What If Your Marketing Stack Could "Think" in Real-Time?

I’ve spent a decent amount of time reviewing architectural diagrams that look exactly the same as they did five years ago. We’ve moved to the cloud, sure, but we’re still addicted to batch processing.

We still run cron jobs. We still poll databases. We still send marketing emails in giant, monolithic blasts.

But looking at the current capabilities of Amazon EventBridge, AWS Lambda, and Amazon Bedrock, it’s clear that the "Batch" era is becoming obsolete. The modern challenge isn't running campaigns; it's architecting systems that "react."

I call this pattern "Just-In-Time" Generative AI.

It is a move away from polling databases and toward an architecture that creates hyper-personalized content the millisecond a user interacts with an app. Here is the technical blueprint for how to build it correctly.

The Core Philosophy: Event-Driven over Cron-Driven

The biggest bottleneck in current personalization is latency. If a user abandons a cart, and your cron job runs 30 minutes later, the context is cold.

In this architecture, the frontend is dumb. It doesn't know about AI. It doesn't know about emails. It simply emits a state change.

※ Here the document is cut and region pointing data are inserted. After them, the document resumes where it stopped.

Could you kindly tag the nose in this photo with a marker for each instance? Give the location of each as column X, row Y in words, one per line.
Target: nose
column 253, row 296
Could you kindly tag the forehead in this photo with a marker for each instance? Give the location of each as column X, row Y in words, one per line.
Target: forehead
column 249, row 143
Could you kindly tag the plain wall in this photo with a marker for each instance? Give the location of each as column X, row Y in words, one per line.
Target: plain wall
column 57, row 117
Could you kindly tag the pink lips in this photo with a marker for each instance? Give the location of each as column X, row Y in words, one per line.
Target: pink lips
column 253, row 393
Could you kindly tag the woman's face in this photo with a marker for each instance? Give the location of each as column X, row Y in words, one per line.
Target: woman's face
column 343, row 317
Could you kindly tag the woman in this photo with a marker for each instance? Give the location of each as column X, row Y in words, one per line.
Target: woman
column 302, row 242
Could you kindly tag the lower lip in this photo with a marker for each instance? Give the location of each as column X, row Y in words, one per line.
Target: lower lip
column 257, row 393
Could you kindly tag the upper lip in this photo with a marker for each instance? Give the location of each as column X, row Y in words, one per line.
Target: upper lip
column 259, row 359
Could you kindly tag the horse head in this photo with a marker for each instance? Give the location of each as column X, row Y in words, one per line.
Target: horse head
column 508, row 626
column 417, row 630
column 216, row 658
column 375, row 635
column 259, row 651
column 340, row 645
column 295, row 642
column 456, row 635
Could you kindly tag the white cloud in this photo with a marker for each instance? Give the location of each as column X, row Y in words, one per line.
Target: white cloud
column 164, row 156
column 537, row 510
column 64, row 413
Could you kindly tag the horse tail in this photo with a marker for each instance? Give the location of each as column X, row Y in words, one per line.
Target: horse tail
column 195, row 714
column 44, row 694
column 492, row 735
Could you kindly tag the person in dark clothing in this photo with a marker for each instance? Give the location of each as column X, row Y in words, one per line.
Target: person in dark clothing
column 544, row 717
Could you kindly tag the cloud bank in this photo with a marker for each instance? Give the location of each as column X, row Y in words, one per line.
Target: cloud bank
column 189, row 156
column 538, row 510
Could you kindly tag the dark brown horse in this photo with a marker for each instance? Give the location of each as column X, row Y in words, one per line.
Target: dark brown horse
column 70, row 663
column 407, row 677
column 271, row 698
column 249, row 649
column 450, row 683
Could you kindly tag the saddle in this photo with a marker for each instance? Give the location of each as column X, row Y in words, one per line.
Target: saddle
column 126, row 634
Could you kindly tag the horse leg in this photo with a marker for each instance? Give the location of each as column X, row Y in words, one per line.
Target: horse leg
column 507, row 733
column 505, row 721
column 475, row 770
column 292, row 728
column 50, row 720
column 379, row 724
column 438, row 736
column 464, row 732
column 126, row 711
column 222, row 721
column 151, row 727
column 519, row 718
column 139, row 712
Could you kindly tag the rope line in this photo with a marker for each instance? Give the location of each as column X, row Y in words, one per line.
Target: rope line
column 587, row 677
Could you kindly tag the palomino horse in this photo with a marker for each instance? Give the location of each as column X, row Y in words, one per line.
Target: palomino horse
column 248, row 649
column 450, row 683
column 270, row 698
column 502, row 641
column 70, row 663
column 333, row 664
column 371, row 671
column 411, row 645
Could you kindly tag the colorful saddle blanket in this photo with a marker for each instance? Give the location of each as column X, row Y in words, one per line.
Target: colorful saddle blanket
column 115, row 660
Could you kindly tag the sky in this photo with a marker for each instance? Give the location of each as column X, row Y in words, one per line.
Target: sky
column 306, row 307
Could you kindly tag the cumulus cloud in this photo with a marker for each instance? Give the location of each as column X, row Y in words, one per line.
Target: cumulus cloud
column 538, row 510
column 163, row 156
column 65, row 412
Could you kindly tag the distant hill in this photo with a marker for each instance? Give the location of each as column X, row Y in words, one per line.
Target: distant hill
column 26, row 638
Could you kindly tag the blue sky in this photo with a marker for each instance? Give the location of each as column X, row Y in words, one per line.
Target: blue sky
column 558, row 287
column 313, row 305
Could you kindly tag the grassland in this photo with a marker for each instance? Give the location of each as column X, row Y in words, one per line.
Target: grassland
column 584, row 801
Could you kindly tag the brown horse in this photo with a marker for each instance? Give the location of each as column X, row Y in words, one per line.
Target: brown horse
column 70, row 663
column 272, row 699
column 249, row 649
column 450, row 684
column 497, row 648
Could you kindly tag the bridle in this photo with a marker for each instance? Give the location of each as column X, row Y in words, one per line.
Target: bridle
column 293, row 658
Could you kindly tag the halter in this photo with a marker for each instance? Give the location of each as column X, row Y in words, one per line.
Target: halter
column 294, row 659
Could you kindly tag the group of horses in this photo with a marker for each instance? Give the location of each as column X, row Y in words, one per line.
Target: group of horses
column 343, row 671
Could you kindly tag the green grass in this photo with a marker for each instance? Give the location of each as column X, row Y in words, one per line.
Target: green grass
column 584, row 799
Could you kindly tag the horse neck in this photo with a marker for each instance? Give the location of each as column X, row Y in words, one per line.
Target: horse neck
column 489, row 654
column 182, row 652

The Trigger: We use Amazon EventBridge as the central nervous system. The schema design is critical here. We don't just send a generic "User Left" signal; we enforce a strict schema that carries the immediate context.

The Compute: The Orchestrator Pattern

An AWS Lambda function triggers off this event. But here is where the design diverges from standard "chatbot" tutorials.

For a production-grade "Just-In-Time" notification system, I do not recommend connecting this Lambda directly to a heavy Vector Database like Pinecone initially. Vector searches add latency and complexity that often isn't needed for transactional notifications.

Instead, the robust pattern here is "RAG-Lite":

Parallel Fetching: We use Node.js Promise.all() to fan out two lightweight requests:

User State: A direct GetItem from DynamoDB (Single Table Design) to grab hard preferences (e.g., CoffeeLover: true).
Environmental State: A fetch to a Weather API for the destination.

The goal is to assemble a context object in under 200ms.

The Brain: Model Selection & Latency Budgets

This is the most critical architectural decision. Most developers default to the smartest model available (like GPT-4 or Claude 3.5 Sonnet).

That is an anti-pattern for this use case.

If this system scales to 10,000 concurrent users, a 5-second inference time is unacceptable for a background worker, and it’s overkill for writing a 20-word notification.

The correct design choice is Claude 3 Haiku or Amazon Titan.

The Trade-off: We sacrifice complex reasoning (which we don't need) for raw speed and cost efficiency.
The Target: We aim for a P99 latency of <1.5 seconds for the generation.

The "Prompt as Code" Strategy

In this stack, the prompt isn't just text; it's a function. The System Prompt must enforce JSON output only.

Non-deterministic outputs are the enemy of stable architecture. If the LLM returns a paragraph of text, downstream code breaks. By forcing a JSON schema, we can validate the output programmatically before sending it to the user.

The System Prompt Structure:

System: You are a notification engine. Output JSON only.

Context:

Destination: Kyoto (Rainy, 12C)
User Interest: History, Coffee

Task: Write a push notification (max 15 words) connecting the weather to the interest.

Output Schema: { "title": string, "body": string, "sentiment": string }

The Infrastructure Advantage

The beauty of this blueprint is the infrastructure footprint.

At 3 AM (Zero Traffic): Infrastructure cost is $0. There are no EC2 instances idling. No containers waiting. The architecture effectively doesn't exist until an event occurs.
At 8 PM (Traffic Spike): If 5,000 users leave the app simultaneously, EventBridge buffers the load, and Lambda scales horizontally to handle the concurrent invocations.

The Reality Check: Guardrails

The code is the easy part. The hard part—the part that requires a true architect—is the Safety Layer.

For deployment, wrapping the Bedrock call in Amazon Bedrock Guardrails is mandatory. We need to prevent the AI from hallucinating discounts ("Get 50% off!") or making promises the business can't keep. We also implement a "Circuit Breaker" pattern: if the AI API times out, fallback to a static template. Never let the user see an error.

Conclusion

We have the tools to stop building "campaigns" and start building "reactions." The technology is ready; the constraint is simply our habit of thinking in batches.

This architecture—EventBridge, Lambda, Haiku—is the modern standard for engagement. It’s lean, it’s intelligent, and it’s built to scale.